Craig Venter began the race to sequence the human genome when he unexpectedly announced to a room full of genome researchers that they could just quit now, thank you, because his company would finish the job.
John Craig Venter was born in 1946 in Salt Lake City.
In the early 1990s, Venter developed the EST method of finding genes.
As he turned his focus to the human genome, Venter left TIGR and started the for-profit company Celera, a division of PE Biosystems, the company that makes the latest and greatest sequencing machines. Using these machines, and the world's largest civilian supercomputer, Venter finished assembling the human genome in just three years.



Francis Collins (1950-)
 
If sequencing the human genome is the Holy Grail of biology, then Francis Collins is its King Arthur. Collins has overseen the mapping, the sequencing, and the funding of biology's first "big science" project as the Director of the National Human Genome Research Institute since 1993.
At Yale, Collins began working on ways to search the genome for genes that cause human disease.

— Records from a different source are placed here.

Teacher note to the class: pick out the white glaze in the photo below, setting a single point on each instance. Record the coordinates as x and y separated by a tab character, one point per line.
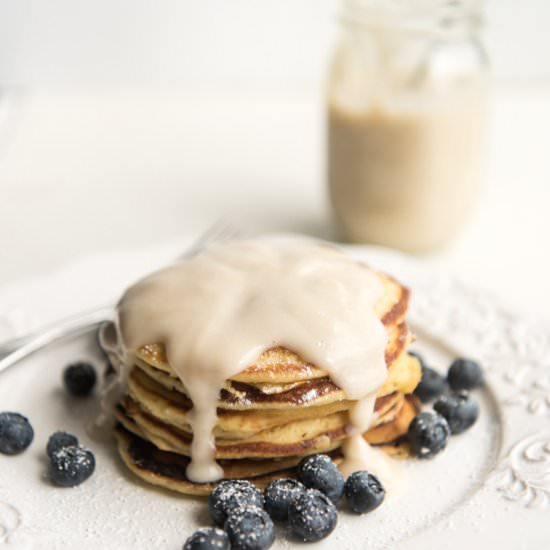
217	312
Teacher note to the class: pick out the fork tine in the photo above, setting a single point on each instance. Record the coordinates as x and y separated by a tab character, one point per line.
216	233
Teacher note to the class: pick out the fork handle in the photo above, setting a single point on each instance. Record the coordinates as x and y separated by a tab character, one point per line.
18	348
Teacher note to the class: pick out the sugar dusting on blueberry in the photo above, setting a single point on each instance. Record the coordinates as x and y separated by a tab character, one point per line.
312	516
80	378
363	492
58	440
319	472
250	528
428	434
279	494
16	433
71	466
230	494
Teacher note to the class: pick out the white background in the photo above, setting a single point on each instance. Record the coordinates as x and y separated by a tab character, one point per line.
126	123
177	42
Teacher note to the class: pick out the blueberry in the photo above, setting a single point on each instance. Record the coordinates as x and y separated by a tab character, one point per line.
278	495
312	516
459	410
230	494
363	492
70	466
16	433
79	378
207	538
431	385
249	528
428	434
58	440
465	374
319	472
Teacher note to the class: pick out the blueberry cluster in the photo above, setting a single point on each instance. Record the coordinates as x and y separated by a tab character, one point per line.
307	506
70	463
454	409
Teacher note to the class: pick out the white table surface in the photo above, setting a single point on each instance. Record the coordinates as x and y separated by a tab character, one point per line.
82	172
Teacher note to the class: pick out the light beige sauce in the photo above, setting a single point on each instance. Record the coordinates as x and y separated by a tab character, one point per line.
217	312
405	177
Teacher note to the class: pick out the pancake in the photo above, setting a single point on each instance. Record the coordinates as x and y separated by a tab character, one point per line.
403	376
282	365
269	415
317	434
167	469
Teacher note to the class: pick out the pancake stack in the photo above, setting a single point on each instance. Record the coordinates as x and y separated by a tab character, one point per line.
270	415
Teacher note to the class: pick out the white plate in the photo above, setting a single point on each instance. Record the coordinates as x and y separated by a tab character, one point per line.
490	486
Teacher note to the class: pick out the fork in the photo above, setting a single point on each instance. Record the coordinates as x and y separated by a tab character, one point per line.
13	351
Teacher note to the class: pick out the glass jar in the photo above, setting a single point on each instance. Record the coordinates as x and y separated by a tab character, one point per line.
407	105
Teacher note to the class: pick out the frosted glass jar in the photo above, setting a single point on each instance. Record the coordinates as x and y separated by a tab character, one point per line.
407	111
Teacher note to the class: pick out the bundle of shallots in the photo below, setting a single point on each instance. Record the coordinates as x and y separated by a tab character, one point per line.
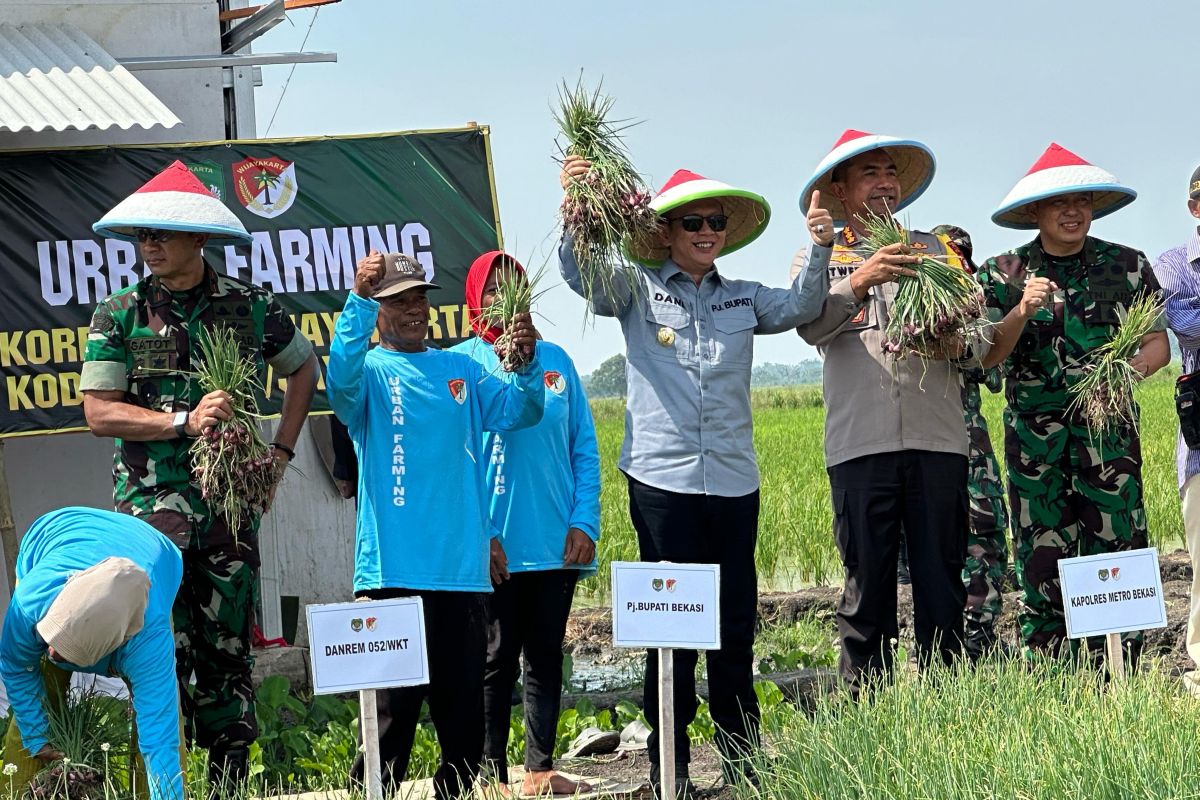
1104	395
934	311
514	295
610	204
232	463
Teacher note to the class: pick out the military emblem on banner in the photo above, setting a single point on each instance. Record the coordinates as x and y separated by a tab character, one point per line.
555	382
265	186
209	173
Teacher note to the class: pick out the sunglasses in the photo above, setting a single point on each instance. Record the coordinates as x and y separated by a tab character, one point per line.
145	234
694	222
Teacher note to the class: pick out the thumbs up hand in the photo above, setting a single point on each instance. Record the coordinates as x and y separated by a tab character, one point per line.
820	222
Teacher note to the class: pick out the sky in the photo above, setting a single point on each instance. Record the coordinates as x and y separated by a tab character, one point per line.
755	94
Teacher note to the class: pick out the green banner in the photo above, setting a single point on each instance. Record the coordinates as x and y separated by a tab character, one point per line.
313	205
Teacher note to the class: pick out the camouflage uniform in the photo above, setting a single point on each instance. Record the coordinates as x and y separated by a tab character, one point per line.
988	537
1071	494
987	563
144	341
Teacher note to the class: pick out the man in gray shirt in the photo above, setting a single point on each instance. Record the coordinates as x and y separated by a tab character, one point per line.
689	452
895	437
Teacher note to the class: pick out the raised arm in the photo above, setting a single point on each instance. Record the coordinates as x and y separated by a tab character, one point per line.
585	461
520	402
611	300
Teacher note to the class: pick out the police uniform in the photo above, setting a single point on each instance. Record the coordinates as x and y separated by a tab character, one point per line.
144	341
897	456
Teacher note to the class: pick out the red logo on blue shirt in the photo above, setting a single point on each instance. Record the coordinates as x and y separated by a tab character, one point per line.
555	382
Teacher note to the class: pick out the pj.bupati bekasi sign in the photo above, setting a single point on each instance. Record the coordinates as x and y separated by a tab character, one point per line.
313	205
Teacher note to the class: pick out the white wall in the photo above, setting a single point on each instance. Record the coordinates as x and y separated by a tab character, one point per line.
309	536
138	29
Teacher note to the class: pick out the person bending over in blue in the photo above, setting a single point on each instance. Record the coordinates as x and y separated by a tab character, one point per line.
94	594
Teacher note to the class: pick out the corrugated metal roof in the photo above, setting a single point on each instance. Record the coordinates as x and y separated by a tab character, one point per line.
57	77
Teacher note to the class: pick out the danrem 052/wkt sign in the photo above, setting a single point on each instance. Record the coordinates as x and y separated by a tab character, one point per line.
315	208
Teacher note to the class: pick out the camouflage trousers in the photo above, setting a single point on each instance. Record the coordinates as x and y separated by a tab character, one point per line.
214	618
987	561
1071	495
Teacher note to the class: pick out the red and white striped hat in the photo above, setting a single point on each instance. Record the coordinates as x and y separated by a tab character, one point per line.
174	199
915	168
748	212
1061	172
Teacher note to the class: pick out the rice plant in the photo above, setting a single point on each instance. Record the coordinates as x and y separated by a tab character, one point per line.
232	463
609	206
1104	395
934	310
1005	729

In 1989 Collins had his first big success with the method when he pinpointed the gene that causes cystic fibrosis. He continues to search for disease genes at NIH.



John Sulston (1942 -)
 
Born in Cambridge, England.
Sulston had his first big breakthrough in 1976, when he described the cell lineage for a part of the developing nervous system of C. elegans, mapping the neuronal circuitry and the migratory pathways of the entire nervous system. He also showed that every member of the species undergoes exactly the same program of cell division and differentiation.
Staring into the microscope in two four-hour shifts per day for 18 months, Sulston was able to track every cell that was born and died in the 14 hours. Through this work, Sulston built a cell-fate map of C. elegans, enabling other scientists to compare and use mutants to find genetic defects. He completed this work in the early 1980s, and soon moved on to trying to sequence the entire genome of C. elegans.
Sulston was offered huge amounts of money to sequence and patent genes, but he refused on both moral and scientific grounds. He believes it is morally wrong to patent genes as they are not invented, and scientifically wrong as it blocks the advancement of knowledge. Sulston instead chose to work on a publicly funded sequencing project as director of the Sanger Center, making his data freely available as soon as he had it. Nobel Winner 2002.